Lo scontro politico sulle regole 2027 e la minaccia di ritiro
Il dibattito tecnico entrato nel vivo a Montréal riguarda la ripartizione della potenza delle future power unit. Il progetto iniziale della FIA prevede un bilanciamento hardware del 50% tra motore termico ed elettrico. Red Bull e Mercedes spingono per una modifica immediata del formato che porti il rapporto a 60/40, giudicato più efficiente per evitare cali di potenza sui rettilinei e già di fatto deciso dalla Federazione nelle scorse settimane.

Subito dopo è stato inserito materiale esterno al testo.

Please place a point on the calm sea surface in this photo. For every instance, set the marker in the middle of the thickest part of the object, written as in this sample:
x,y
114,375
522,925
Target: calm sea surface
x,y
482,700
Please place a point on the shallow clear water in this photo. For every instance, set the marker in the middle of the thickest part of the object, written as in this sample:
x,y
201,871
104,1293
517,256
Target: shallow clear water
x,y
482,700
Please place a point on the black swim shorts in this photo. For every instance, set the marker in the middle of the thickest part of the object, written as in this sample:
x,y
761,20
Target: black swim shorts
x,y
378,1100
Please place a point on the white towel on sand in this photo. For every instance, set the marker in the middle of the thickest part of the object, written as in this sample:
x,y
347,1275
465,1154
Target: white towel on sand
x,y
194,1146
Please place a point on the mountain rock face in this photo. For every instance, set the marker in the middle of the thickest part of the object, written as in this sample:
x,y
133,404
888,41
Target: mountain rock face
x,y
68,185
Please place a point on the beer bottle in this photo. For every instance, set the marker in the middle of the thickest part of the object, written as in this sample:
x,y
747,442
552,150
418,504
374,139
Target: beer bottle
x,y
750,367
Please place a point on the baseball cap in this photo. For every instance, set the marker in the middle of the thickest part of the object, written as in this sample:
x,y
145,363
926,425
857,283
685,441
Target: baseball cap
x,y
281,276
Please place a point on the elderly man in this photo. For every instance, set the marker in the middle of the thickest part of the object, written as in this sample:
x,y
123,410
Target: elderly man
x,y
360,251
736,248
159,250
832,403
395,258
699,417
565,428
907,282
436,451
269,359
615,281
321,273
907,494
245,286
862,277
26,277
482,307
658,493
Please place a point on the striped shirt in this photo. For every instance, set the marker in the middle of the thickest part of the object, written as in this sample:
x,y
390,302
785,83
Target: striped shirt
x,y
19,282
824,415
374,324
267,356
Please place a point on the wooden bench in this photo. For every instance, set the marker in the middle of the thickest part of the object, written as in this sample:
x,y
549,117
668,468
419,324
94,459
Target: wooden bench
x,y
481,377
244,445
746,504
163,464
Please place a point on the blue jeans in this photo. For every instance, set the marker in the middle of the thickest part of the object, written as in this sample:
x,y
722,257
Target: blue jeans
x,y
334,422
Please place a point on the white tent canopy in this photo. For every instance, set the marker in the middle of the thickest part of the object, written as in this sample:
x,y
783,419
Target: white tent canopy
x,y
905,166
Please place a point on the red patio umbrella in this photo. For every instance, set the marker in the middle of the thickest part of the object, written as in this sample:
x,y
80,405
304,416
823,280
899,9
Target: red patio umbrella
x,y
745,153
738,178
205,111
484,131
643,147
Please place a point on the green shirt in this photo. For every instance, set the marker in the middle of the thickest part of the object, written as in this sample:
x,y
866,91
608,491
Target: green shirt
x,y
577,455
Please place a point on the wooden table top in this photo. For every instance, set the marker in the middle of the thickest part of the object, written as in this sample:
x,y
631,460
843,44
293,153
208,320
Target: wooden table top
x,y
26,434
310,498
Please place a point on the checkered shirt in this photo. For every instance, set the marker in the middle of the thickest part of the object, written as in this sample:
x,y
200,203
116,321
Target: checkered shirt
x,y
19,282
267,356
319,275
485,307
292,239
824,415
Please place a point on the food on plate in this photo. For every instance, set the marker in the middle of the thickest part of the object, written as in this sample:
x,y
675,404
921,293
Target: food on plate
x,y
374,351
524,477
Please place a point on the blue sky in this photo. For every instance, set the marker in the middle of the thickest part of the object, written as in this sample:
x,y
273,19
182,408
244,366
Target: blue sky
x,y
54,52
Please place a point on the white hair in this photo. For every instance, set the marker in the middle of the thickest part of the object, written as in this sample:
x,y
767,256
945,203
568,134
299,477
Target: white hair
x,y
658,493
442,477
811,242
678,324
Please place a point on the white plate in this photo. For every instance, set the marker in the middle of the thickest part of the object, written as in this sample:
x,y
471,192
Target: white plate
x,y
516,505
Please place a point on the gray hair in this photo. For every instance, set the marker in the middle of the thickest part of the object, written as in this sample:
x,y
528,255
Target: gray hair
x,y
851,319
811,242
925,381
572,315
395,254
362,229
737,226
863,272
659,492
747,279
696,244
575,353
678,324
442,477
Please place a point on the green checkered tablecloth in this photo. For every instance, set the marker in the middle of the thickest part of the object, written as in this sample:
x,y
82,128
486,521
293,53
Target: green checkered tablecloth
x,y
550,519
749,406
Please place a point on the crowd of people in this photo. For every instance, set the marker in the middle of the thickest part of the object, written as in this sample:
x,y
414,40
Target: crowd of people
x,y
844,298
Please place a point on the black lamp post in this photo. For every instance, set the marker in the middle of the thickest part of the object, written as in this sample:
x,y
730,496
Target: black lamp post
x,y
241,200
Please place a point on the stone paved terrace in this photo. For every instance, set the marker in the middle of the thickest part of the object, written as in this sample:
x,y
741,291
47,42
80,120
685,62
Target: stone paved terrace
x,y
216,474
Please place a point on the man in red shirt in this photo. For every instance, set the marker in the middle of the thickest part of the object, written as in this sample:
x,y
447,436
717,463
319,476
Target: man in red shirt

Al contrario, la Ferrari preferisce un rinvio della norma al 2028 per sfruttare le concessioni dell’ADUO (Additional Development and Upgrade Opportunities), mentre Audi ha richiesto il posticipo per ragioni di budget. Tra le opzioni sul tavolo per compensare l’attuale stallo tecnico, si è ipotizzata anche una riduzione della distanza totale dei Gran Premi di qualche giro.
In questo contesto di scontro politico tra i costruttori, Verstappen ha formulato un ultimatum. Se le modifiche hardware per il 2027 verranno bloccate e verrà mantenuto il formato energetico originario, il pilota della Red Bull è pronto a lasciare la Formula 1 alla fine dell’attuale stagione, escludendo la possibilità di un anno sabbatico per valutare un rientro successivo: “Se la situazione resta questa il prossimo anno diventerà lunghissimo e non mi piace, mentalmente non posso andare avanti così. Se i cambiamenti per il 2027 verranno bloccati e rimarrà la ripartizione energetica al cinquanta per cento lascerò la Formula 1 alla fine di questa stagione, senza prendermi anni sabbatici per il 2028 perché ci sono troppe altre categorie divertenti da correre come il Nürburgring, Le Mans o Daytona”.
Verstappen ha comunque concluso i suoi interventi mostrando ottimismo sul ruolo della Federazione e della FOM, ritenendo che gli organi di governo debbano imporre le modifiche strutturali senza farsi condizionare dagli interessi particolari dei singoli team: “Dobbiamo guardare l’aspetto positivo: penso che l’intenzione sia ancora quella di introdurre queste modifiche. Ovviamente chi ha un vantaggio passeggero cercherà di opporsi, ma se la FIA e la FOM manterranno una posizione ferma, i team dovranno semplicemente adeguarsi”.